The economic stakes are genuinely significant. If the military situation doesn't change soon, it will create substantial stagflationary drag on Europe and East Asia, and if oil prices spike substantially further, it would likely create a recession in major oil importers. A complete cessation of oil exports from the Gulf region amounts to removing close to 20 per cent of global oil supplies from the market, about 80 per cent of which is shipped to Asia. Fertiliser prices have spiked, threatening spring planting seasons globally.
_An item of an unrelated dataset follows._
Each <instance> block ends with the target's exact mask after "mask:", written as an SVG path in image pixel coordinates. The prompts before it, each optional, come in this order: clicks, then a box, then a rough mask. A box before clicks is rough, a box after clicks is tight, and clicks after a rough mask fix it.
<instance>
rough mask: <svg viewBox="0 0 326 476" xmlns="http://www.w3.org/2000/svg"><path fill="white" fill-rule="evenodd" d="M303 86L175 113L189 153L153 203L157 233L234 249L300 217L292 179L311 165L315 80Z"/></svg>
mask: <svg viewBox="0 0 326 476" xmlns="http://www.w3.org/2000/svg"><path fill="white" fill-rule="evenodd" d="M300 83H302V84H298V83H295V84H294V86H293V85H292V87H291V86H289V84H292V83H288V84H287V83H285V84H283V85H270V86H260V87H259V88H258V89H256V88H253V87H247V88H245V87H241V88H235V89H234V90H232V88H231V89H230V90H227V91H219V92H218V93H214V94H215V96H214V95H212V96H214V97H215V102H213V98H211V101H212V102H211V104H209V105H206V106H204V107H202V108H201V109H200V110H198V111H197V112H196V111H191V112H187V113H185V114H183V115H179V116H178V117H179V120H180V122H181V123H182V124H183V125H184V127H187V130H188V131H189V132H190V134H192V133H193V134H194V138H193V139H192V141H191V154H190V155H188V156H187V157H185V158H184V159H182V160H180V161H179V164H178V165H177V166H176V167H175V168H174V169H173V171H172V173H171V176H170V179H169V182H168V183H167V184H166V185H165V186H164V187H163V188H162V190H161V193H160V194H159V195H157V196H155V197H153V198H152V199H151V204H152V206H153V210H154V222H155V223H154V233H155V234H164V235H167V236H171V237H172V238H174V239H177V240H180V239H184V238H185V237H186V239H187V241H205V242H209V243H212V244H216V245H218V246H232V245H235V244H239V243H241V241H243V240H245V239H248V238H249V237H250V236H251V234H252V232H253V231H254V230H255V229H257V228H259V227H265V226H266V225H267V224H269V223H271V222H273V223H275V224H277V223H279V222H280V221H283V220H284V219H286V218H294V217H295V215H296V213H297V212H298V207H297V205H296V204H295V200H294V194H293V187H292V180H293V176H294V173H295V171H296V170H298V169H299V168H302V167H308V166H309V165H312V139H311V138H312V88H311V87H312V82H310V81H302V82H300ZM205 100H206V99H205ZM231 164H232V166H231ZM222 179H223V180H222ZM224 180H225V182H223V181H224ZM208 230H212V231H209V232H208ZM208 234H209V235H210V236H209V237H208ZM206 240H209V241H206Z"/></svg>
Metals, chemicals and pharmaceuticals all face supply pressures.
From Iran's perspective, the closure offers significant leverage at minimal economic cost to itself, as Foreign Minister Abbas Araghchi has stated "It is closed only to ships belonging to our enemies, countries that attack us. For other countries, ships can pass through the strait". Iran has allowed vessels from countries such as China, India, and Pakistan to transit the waterway in recent days, with approval from Iranian authorities.
There are legitimate arguments for why the US should prioritise reopening the strait: the economic damage to its trading partners is real and serious, and prolonged disruption threatens global financial stability. But there are also legitimate arguments about the costs of military action in such constrained waters against a capable adversary, and about whether protecting tankers would put naval ships and their crews in harm's way from Iranian drones, speedboats, mines and missiles, requiring a large number of naval vessels and aircraft to escort tankers.
Trump's 48-hour ultimatum may pressure Iran, but it cannot force the kind of military or diplomatic breakthrough that markets are waiting for. The real question facing the administration is whether it is willing to commit substantially more military resources to a shipping corridor where the outcome remains uncertain—or whether it will ultimately accept that reopening the strait requires negotiating with an adversary that currently holds the advantage.